Maybe it was just my mood, or maybe it was one of those albums, like good cheese or fine wine, that I just needed to let sit around long enough so that it’d age into something better than it was fresh out the gate. Of course, I didn’t get the Arcade Fire’s “Neon Bible” immediately upon release, but instead waited half a year and cheated on my “Buy Nothing Year” to acquire it. Maybe I disliked it initially because I was upset at myself for cheating, or maybe, as I said, I just wasn’t in the mood. But as I listen to it now, I find myself taken away by the bulk of the album.

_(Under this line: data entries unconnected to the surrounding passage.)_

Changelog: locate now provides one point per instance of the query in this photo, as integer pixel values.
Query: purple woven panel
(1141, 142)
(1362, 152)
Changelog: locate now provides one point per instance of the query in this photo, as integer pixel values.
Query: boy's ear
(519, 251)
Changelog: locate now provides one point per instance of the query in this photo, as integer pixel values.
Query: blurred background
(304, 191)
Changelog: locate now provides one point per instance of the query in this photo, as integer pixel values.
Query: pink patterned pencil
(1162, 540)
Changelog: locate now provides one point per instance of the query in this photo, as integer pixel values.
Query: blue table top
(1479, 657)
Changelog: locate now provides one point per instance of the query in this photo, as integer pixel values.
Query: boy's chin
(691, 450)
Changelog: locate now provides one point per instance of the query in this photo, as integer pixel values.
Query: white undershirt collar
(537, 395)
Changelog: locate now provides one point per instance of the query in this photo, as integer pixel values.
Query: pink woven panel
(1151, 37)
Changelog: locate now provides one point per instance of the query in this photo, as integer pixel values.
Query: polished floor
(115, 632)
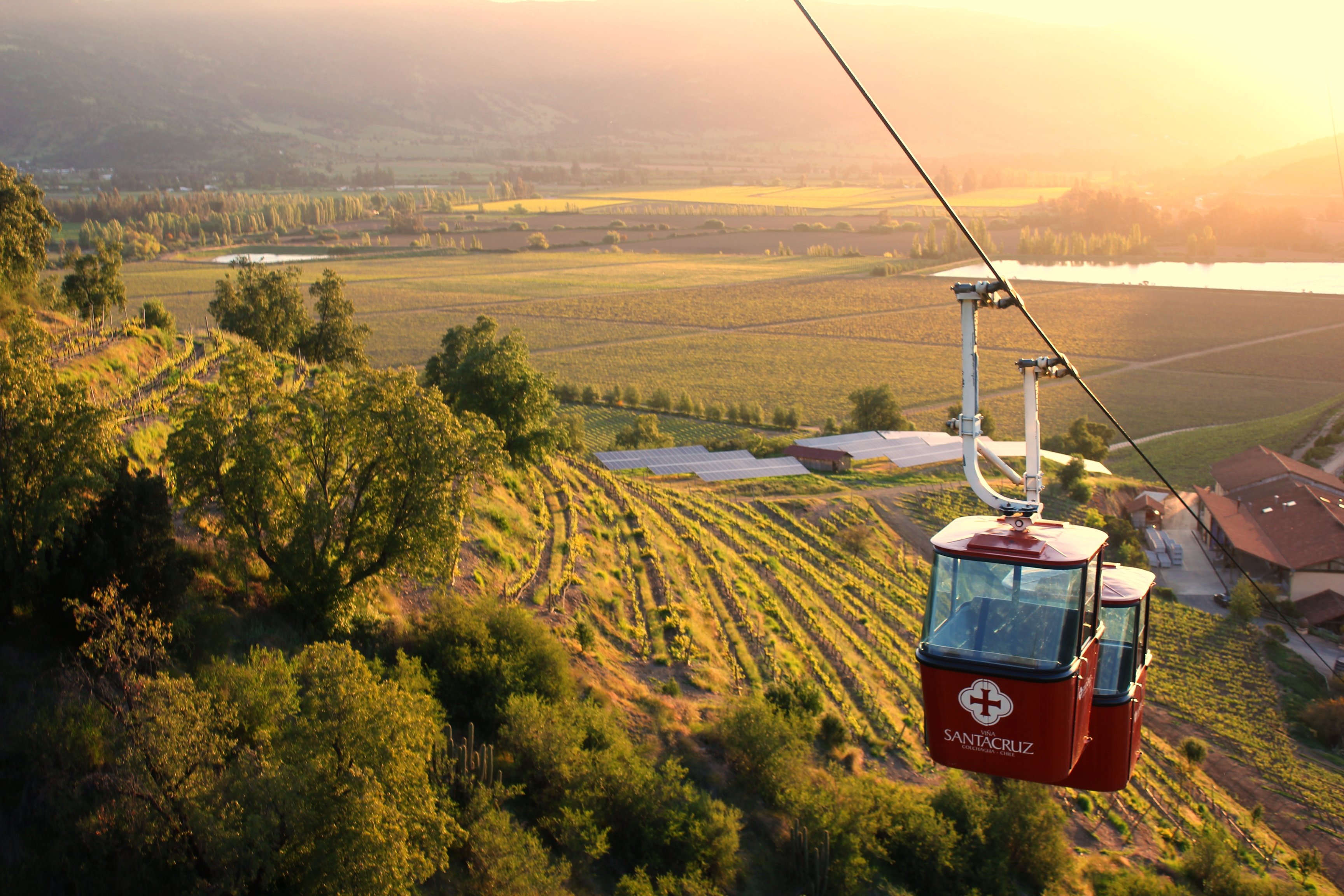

The opening track, “Black Mirror”, was the first I heard, repeatedly, as it was “leaked” on the internet well in advance of the album. I kind of liked it at first, but of all the tracks I now find it the least enjoyable, and in fact it is what has made it more difficult for me to appreciate the full album as I find it a barrier to entry. “Keep The Car Running”, however, is the momentum-building track that sucks me in, and the hushed, reserved title track is its perfect after-race cool down. “Black Wave/Bad Vibrations” starts off with RĂ©gine Chassagne on lead vocals, and it wears thin, but as Win Butler kicks into the epic side of the track it swells till it explodes. After that build up “Ocean of Noise” fades into the background a bit, but “The Well and the Lighthouse” is as typical an Arcade Fire track as you can get, which is to say it embodies everything in the band’s sound that fans have come to expect.
“(Antichrist Television Blues)” finds Butler channeling Springsteen and doing it just as good as the Boss. “Windowsill” is one of the AF’s patented slow build, starting out as a hush, with minimal instrumental accompaniment, building into the full band with it’s mini-orchestra of strings and horns and a group chant backing up Butler. A reprise of No Cars Go is, at best, unnecessary, but here it is anyway, padding out the album, before it’s brilliant closing track “My Body Is A Cage”. That last track is what sold me on “The Curious Case Of Benjamin Button”, moreso than David Fincher, or Brad Pitt, or the unusual story… the song was pitch perfect for the trailer.
I’ve complained about “Neon Bible” in the past, but I’ve come around. Though I can excise “Black Mirror” and “No Cars Go” from the playlist happily.